To take care of the risks inherent during the transit, it is important that you take a Marine Cargo Insurance. Marine Cargo Insurance can provide protection to the cargo from the time it leaves the seller’s warehouse till the time it reaches the buyer’s warehouse subject to the INCO terms in the invoice.
Benefits of Marine Insurance
Comprehensive Coverage: A marine cargo insurance policy offers comprehensive coverage against all risks that the goods are exposed to while they are in transit.
Easy Customization: The policy can be easily customized as per your needs and business requirements.
Flexibility: It is flexible. You can take a policy that caters to your requirements at a reasonable price that suits your budget.
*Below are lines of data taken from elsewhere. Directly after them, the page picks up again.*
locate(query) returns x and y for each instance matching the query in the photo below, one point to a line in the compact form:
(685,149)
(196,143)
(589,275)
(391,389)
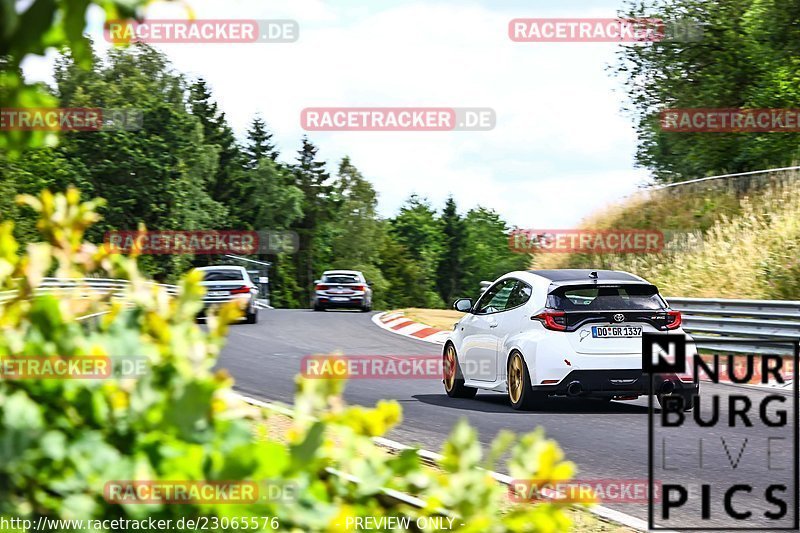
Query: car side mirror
(463,305)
Tailor-made policies: It’s possible to work out a tailor made policy in consultation with the prospective buyer of insurance.
What’s covered
Marine Cargo insurance primarily covers loss or damage to the subject matter of insurance whilst in transit caused by perils viz., fire, explosion, hijacks, accidents, collisions, flood, inundation, strike, riot, malicious damage, terrorism, shortage, non-delivery etc.
You can choose the coverage based on your specific business requirements. The policy is available for a variety of cargo/goods.
What’s not covered
The insurance policy does not cover:
- Wilful misconduct of the InsuredCompensation is not provided for any intentional loss/damage.
- Insufficiency or Unsuitability of packing as per industry standards.
- No cover shall be provided if the damage occurs due to bankruptcy, liquidation, failure/collapse in the finances.
- No cover shall be provided if the loss occurs due to delay in the cargo.
- Inherent vice or nature of the subject matter insured.
- Insolvency or financial default of owners/operators of the carrier if the cargo owners are privy to same
Who Can Take the Policy?
Cargo shipments with high or low value can directly impact business of an individual or an organisation. Exporter, importer, manufacturer, trader, merchant exporter, or contractors of project etc can take a Marine Cargo Insurance policy to protect goods from material damages whilst in transit.
Types of Marine Cargo Insurance Policy
Specific Policy: This provides coverage to the single specific shipment during the policy period.
Open Policy: This provides coverage to all goods in transit falling within that agreement for a period, usually one year. All the terms and conditions are agreed to between the policy holder and the insurance company at the time of taking the policy. Periodical declarations should be submitted to the insurance company and premium should be paid in advance or a cash deposit should be maintained with the insurance company. As per Section 64 VB of the Insurance Act no insurance company can accept a risk without the premium being paid in advance before the commencement of the risk
Open Cover: Same as above but this policy is essentially for Export and Imports. Some private companies use the Open Policy for Domestic, Exports and Import coverages.